Hi! New nonnie coming through :) First time I'm writing something because I'm such a nervous wreck but I just had to
THE FIC WAS SO GOOD THE VIBES ARE CHEFS KISS. IT WAS SO GOOD I LITERALLY DROOLED I CAN NOT GET OVER IT !
Mister kyotani pls rail me thanks 🐱
THANK YOU AAAH YOURE SO CUTE !!! I truly appreciate this with my whole entire heart so thank you so much baby, hope you have a good one mwah
Wait did he do anything with Sora?
nope!! they just went to the party together but in my mind he didn’t even hug her and she didn’t try anything else, too, simply bc she knew how in love he is with reader!!
YOUR MINDDDDD!! THE KYOU FIC WAS SOOOO GOOOD!! Omg i hope you do a part 3 😭😭
i have a Little sequel which is really really soft but I'd love to write some more for it!

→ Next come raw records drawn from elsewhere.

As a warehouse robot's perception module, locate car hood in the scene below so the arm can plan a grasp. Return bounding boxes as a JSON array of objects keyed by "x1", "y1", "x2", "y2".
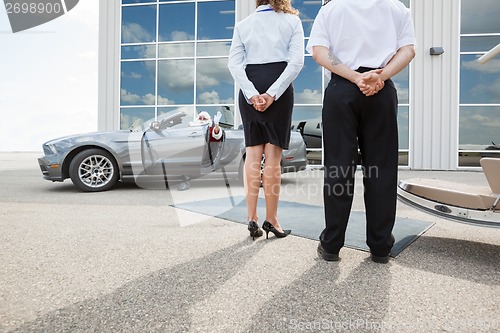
[{"x1": 44, "y1": 130, "x2": 137, "y2": 145}]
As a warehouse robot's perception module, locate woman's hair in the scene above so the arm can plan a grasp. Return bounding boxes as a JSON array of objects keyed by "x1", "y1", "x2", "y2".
[{"x1": 256, "y1": 0, "x2": 299, "y2": 15}]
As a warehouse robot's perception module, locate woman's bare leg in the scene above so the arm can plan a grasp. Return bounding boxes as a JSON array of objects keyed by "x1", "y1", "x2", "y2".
[
  {"x1": 244, "y1": 145, "x2": 264, "y2": 222},
  {"x1": 262, "y1": 143, "x2": 283, "y2": 232}
]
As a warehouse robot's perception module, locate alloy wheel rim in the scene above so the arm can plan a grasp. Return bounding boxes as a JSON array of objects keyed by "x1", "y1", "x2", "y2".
[{"x1": 78, "y1": 155, "x2": 115, "y2": 188}]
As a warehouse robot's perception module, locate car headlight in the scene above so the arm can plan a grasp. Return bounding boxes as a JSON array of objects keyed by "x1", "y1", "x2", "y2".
[{"x1": 47, "y1": 144, "x2": 57, "y2": 155}]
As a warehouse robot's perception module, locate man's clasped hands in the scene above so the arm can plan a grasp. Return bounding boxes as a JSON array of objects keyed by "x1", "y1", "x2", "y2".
[{"x1": 250, "y1": 69, "x2": 385, "y2": 112}]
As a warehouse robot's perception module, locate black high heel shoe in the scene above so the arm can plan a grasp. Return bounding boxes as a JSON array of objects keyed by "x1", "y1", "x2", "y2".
[
  {"x1": 262, "y1": 220, "x2": 292, "y2": 239},
  {"x1": 248, "y1": 221, "x2": 264, "y2": 240}
]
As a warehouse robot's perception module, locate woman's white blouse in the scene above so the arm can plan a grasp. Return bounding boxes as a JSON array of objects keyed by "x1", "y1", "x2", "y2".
[{"x1": 228, "y1": 5, "x2": 304, "y2": 103}]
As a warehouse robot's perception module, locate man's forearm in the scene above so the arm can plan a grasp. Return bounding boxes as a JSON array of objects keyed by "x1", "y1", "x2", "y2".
[{"x1": 380, "y1": 45, "x2": 415, "y2": 81}]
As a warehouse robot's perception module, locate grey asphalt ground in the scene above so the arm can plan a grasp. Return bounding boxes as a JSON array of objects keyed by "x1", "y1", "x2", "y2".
[{"x1": 0, "y1": 152, "x2": 500, "y2": 332}]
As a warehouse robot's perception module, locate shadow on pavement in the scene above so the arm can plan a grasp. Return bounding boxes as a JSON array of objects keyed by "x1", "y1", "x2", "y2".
[
  {"x1": 248, "y1": 260, "x2": 391, "y2": 332},
  {"x1": 12, "y1": 239, "x2": 265, "y2": 332},
  {"x1": 398, "y1": 236, "x2": 500, "y2": 286}
]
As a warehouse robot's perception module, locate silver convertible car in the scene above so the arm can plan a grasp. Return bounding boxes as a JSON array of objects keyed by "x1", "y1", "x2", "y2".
[{"x1": 38, "y1": 110, "x2": 307, "y2": 192}]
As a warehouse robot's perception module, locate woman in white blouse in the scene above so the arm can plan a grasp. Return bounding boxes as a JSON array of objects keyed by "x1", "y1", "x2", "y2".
[{"x1": 228, "y1": 0, "x2": 304, "y2": 239}]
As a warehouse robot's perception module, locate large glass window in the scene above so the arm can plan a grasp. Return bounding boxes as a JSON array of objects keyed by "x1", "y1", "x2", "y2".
[{"x1": 458, "y1": 0, "x2": 500, "y2": 166}]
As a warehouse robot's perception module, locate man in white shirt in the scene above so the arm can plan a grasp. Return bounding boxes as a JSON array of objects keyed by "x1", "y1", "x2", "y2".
[{"x1": 306, "y1": 0, "x2": 416, "y2": 263}]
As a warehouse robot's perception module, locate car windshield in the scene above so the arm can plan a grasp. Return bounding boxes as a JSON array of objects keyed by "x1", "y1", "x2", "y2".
[{"x1": 130, "y1": 110, "x2": 187, "y2": 132}]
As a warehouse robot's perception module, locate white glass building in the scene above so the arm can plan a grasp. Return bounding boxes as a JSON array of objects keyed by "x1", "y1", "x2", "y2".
[{"x1": 98, "y1": 0, "x2": 500, "y2": 170}]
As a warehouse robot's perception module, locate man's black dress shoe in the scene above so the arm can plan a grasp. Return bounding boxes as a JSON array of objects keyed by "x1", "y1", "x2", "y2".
[{"x1": 317, "y1": 243, "x2": 340, "y2": 261}]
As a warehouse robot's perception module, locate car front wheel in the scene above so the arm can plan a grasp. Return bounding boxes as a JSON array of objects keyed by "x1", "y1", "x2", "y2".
[{"x1": 69, "y1": 149, "x2": 118, "y2": 192}]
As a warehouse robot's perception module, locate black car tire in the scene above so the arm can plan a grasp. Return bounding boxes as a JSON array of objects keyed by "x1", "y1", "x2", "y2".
[{"x1": 69, "y1": 148, "x2": 119, "y2": 192}]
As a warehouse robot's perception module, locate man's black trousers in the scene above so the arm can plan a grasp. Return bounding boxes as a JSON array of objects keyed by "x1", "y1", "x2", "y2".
[{"x1": 320, "y1": 74, "x2": 398, "y2": 256}]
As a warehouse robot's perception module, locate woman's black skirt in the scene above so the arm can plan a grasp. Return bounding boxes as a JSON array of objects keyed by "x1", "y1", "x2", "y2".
[{"x1": 239, "y1": 62, "x2": 293, "y2": 149}]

@soranihimawari said: Part 1 & 2 with kyoutani was amazing as always Zade! I really liked the ending. This was such a fun read. I was wondering who’s else would be sharing the apartment with Kyoutani. What made you choose tattoo artist Iwa & Oikawa? Those two made me chuckle with the way they came in like that. Hope you have a great day/evening/late night/etc.
✌🏼&💜
—sora—
aaah thank you so so much, baby!! I truly appreciate your sweet words, youre the cutest! regarding your question: You shares an apartment with Iwa, Oikawa and Yahaba (who also works at the tattoo studio!) and i don't know to be really honest- I just like the thought of these three being really good friends so after contemplating whether or not to go with iwaoi or matsuhana, I ended up going with those two dorks! hope you have a good one baby mwah!!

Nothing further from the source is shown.